Thursday, April 23, 2009

Is this the end?

My neighbor, who is a bit of a pessimist, informed me this morning that "We have reached the end of days".

When I asked him how he knew this, he told me that it is written in the bible.

I had to hide the panic on my face.

Whatever are we going to do? I asked myself.

Bomb shelter, we are going to need to build a bomb shelter.

Are there bomb shelter contractors in the yellow pages?

Do they have catchy slogans on their ads like.... 'Biffs Bomb Shelter Builders, We get bombed before you do.'

Should we build the shelter big enough so we can invite guests and should we have them install a bar. I know we are going to need to be well stocked with booze if my wife is going to tolerate me and when we have guests over...."Welcome to our bomb shelter Ted, have another martini, never mind the loud noise above. Would you like a Vienna sausage with your drink?"

I was daydreaming about black tie cocktail parties in our shelter, and my neighbor looked at me and said " You are not listening to me"

Was I that obvious?

Wait a minute, if this was the end of days certainly CNN would carry the story. I watched CNN this morning as I always do in the morning and there was no mention of the end of days. (Coffee, cream, sugar and CNN. That's how I roll in the morning)

" There was no mention of that on CNN" I said.

The look on my neighbors face was classic.

I went back into the house and decided that it was best if I told my wife of our impending Global predicament.

" I think he was referring to the end of days as we know them" she said.

I pondered my wife's comment like a monkey ponders his navel. She was, of course, right like always.

Days as we knew them are gone!

It's like this.............

My wife and I are getting older, we are both retired, though I have taken a part time job so I can keep busy and out of my wife's hair, like she told me to do!

Both of our kids have grown and moved out.

A 'hot date' at our house consists of...

Me. "You want to?"

Her. "OK"

Me. "Lets go"

We sneak off to the bedroom. A minute later.....

Me. "Was it good for you?"

Her. "Yes. Those performance enhancing drugs you are taking are really making a difference, it now takes a full 60 seconds instead of the 30 seconds like before"

Bitch!

Me. "Lets get dressed and go to the buffet"

Her. "Works for me!"

Our arguments now consist of ....

Her. "Fuck You !"

Me. "Not in the mood you are in!"

There used to be romance, we would sit around the dinner table and talk.

We could not wait to get home from work to see each other.

Arguments, though few and far between, were called discussions.....

Me. "No we are having and argument"

Her. "We are having a discussion Mr. Man"

Things have certainly changed in our lives. But the truth is, my wife of many years is still my best friend and the only woman that I will ever love. The kids may have moved out, but I can still here their voices as if they are still there. They are only a phone call away!

So yes, my wife is right, days as we knew them are over. But the best are yet to come!

And as far as my neighbor is concerned.......he has always been a pain it the ass!

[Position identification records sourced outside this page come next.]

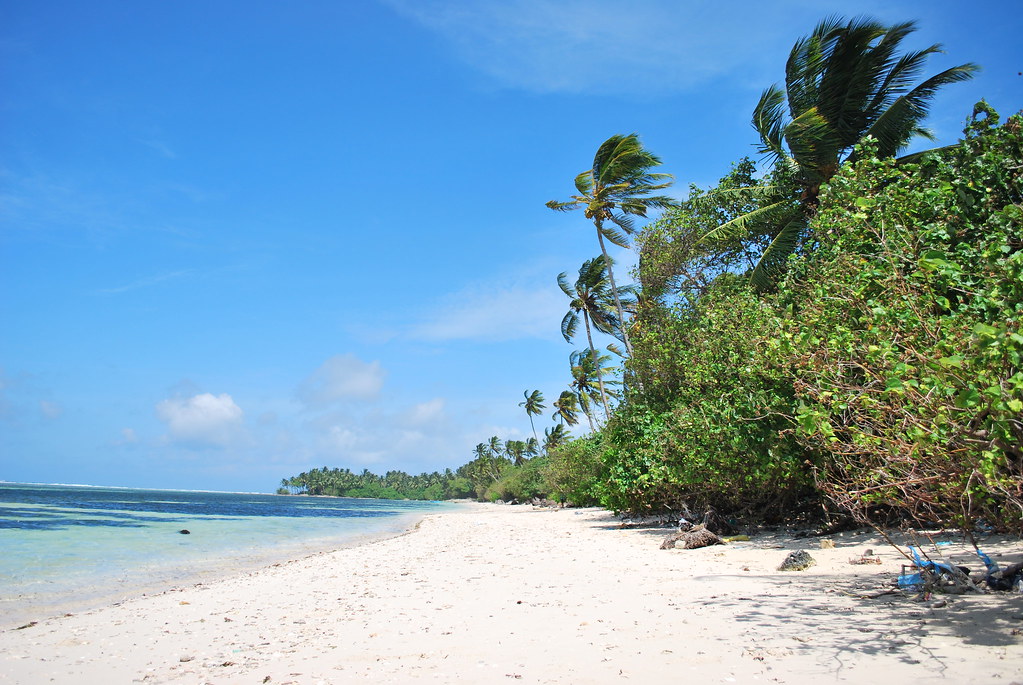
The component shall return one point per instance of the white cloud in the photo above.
(340, 378)
(494, 312)
(602, 46)
(50, 410)
(128, 437)
(203, 419)
(426, 412)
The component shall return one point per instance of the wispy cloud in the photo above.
(493, 312)
(147, 282)
(603, 46)
(160, 146)
(342, 378)
(204, 419)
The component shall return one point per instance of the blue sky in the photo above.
(238, 240)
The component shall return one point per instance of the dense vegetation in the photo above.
(837, 332)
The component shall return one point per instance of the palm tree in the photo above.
(587, 367)
(534, 406)
(566, 406)
(618, 186)
(515, 450)
(553, 437)
(588, 297)
(844, 83)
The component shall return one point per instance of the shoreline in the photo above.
(15, 611)
(490, 593)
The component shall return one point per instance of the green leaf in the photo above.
(967, 398)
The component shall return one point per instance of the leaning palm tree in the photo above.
(534, 407)
(566, 408)
(586, 367)
(553, 438)
(589, 297)
(515, 451)
(617, 187)
(844, 83)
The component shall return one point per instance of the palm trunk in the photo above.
(596, 365)
(614, 288)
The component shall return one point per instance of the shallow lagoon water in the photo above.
(67, 548)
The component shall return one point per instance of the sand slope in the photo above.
(514, 594)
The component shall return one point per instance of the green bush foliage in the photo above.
(904, 333)
(709, 428)
(520, 484)
(575, 470)
(884, 373)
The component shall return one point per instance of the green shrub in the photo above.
(905, 340)
(574, 471)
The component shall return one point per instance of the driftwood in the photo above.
(699, 536)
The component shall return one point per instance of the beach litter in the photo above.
(1005, 580)
(698, 537)
(798, 560)
(926, 575)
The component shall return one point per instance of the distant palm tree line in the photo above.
(844, 83)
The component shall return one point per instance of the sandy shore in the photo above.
(500, 594)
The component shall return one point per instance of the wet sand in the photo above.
(500, 594)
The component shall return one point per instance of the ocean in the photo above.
(69, 548)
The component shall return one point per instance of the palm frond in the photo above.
(614, 235)
(767, 120)
(895, 127)
(774, 257)
(584, 183)
(742, 225)
(562, 207)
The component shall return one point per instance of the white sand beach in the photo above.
(493, 594)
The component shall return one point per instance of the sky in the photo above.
(240, 240)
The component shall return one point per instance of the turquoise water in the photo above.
(67, 548)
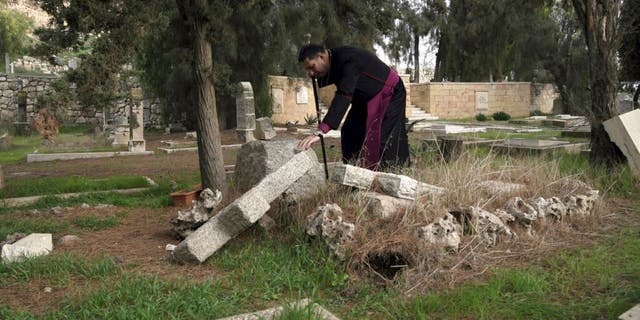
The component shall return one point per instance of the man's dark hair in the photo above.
(309, 51)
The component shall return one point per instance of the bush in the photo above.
(501, 116)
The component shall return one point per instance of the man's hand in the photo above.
(306, 143)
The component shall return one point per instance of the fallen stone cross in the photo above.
(244, 211)
(625, 133)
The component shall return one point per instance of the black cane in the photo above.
(318, 115)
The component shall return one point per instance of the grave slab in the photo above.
(33, 245)
(625, 133)
(276, 312)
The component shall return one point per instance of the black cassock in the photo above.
(373, 134)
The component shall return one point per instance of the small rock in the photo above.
(68, 239)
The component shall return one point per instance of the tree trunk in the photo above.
(208, 129)
(416, 56)
(599, 19)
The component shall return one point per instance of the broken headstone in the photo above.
(244, 211)
(328, 223)
(445, 231)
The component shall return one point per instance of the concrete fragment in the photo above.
(552, 207)
(352, 176)
(488, 226)
(33, 245)
(244, 211)
(625, 133)
(524, 213)
(318, 312)
(500, 187)
(264, 129)
(581, 205)
(210, 199)
(445, 231)
(383, 206)
(405, 187)
(68, 239)
(327, 222)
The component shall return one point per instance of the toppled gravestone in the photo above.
(327, 222)
(244, 211)
(186, 221)
(33, 245)
(405, 187)
(445, 231)
(256, 159)
(490, 227)
(395, 185)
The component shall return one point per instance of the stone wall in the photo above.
(38, 85)
(454, 100)
(545, 97)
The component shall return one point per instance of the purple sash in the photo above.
(376, 108)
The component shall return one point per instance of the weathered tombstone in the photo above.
(264, 129)
(245, 113)
(136, 141)
(625, 132)
(21, 126)
(244, 211)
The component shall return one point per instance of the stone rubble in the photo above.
(445, 231)
(33, 245)
(327, 222)
(187, 221)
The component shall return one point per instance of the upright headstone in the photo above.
(136, 137)
(264, 129)
(245, 113)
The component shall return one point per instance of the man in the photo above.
(373, 134)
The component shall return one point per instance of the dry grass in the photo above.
(382, 247)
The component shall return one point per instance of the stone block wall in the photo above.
(36, 85)
(453, 100)
(544, 96)
(9, 87)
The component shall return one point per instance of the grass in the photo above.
(22, 187)
(259, 270)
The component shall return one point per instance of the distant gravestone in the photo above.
(264, 129)
(245, 113)
(1, 178)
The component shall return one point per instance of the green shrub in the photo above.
(501, 116)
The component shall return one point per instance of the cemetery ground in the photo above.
(578, 268)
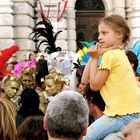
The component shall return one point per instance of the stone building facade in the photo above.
(18, 17)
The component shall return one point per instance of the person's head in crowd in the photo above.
(132, 130)
(7, 120)
(41, 71)
(10, 86)
(95, 102)
(66, 116)
(32, 129)
(29, 105)
(28, 77)
(54, 83)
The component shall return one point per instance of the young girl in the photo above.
(114, 78)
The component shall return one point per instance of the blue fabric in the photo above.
(136, 50)
(104, 126)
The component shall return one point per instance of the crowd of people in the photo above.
(38, 103)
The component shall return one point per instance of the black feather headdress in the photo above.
(44, 29)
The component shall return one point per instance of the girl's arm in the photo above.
(86, 74)
(97, 77)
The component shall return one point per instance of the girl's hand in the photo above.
(95, 51)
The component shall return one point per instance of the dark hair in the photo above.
(94, 97)
(132, 59)
(118, 23)
(29, 103)
(32, 129)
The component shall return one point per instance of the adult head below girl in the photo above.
(114, 78)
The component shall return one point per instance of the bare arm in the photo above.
(97, 77)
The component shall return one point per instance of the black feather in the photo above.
(44, 29)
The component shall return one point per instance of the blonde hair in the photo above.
(7, 120)
(133, 128)
(119, 24)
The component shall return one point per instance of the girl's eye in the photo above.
(104, 33)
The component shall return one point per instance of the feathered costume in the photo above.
(47, 33)
(4, 57)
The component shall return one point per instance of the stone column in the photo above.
(24, 23)
(6, 24)
(133, 16)
(108, 7)
(119, 7)
(60, 25)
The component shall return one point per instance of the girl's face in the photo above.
(107, 36)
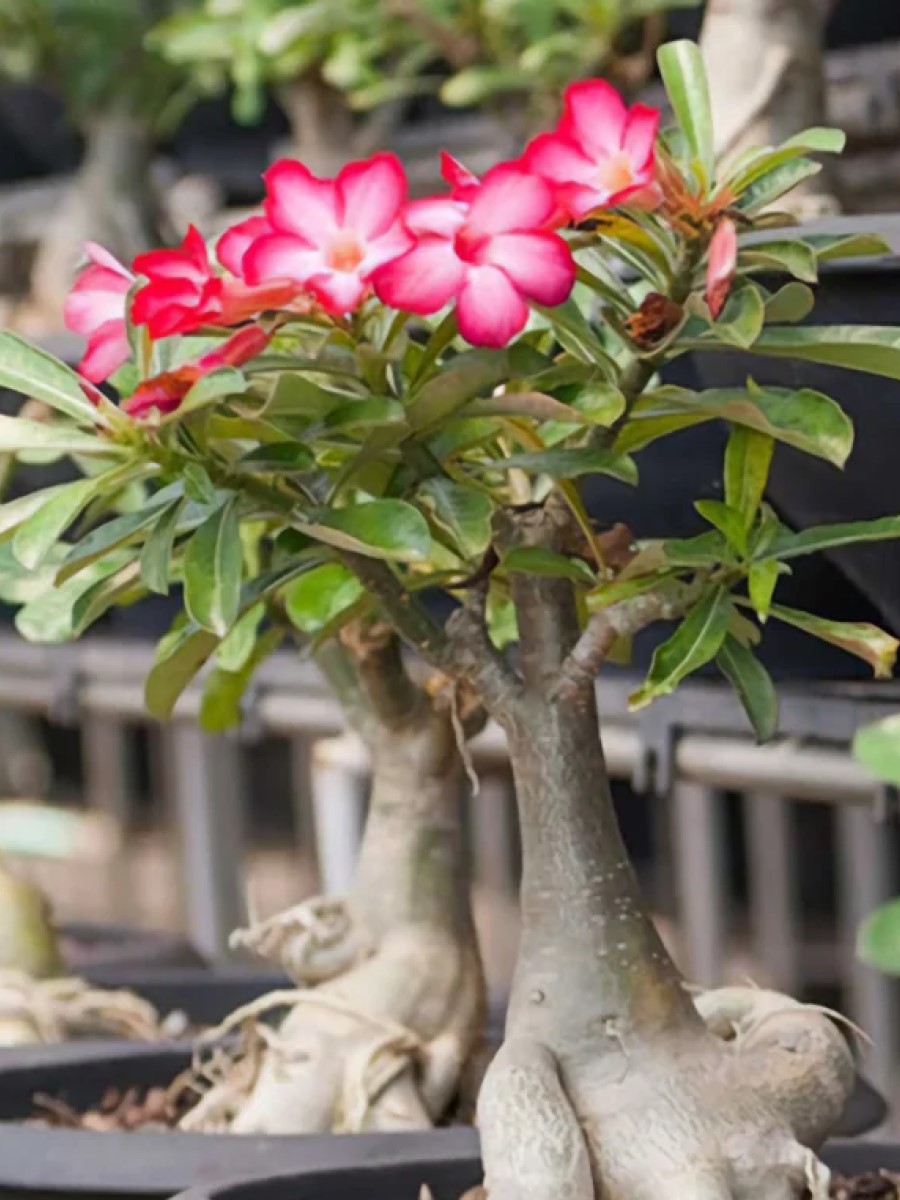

How many of us have neighbors like that?

8 comments:

  1. ROFLOL!

    OMG!

    I think I love you Toadstool Bob.

    You Rock!

    ReplyDelete
  2. OMG I have a neighbor like that.
    A real pain in the ass.
    I guess they are everwhere!

    ReplyDelete
  3. I just told my 19 year old son who is watching my TV on my sofa that it was "the end of the world as he knows it" -- to which he replied, "Does this mean I have to get a job for real?"

    *sigh*

    ReplyDelete
  4. Great, now I have to read two blogs. It is "the end of days" as my employer knows it!

    "I pondered my wife's comment like a monkey ponders his navel."
    Best line ever! Keep it up.

    ReplyDelete
  5. We have a neighbor called Doomsday Donnie. I always ask him. Is anything alright Don?

    ReplyDelete
  6. Stumbled upon your blog and love it.

    We have a neighbor who is doom and gloom all day long. Everytime he starts to talk, I am going to think of you in that bomb shelter!

    ReplyDelete
  7. Have to give you some H&D...(since you love pointing out everyone's spelling errors, lol)

    "The kids may have moved out, but I can still here their voices as if they are still there"

    I "hear" you, lol.
    Great blog, btw!

    ReplyDelete
  8. I think everyone has one of those neighbors.

    I'll join you for a drink in the bomb shelter to talk about mine.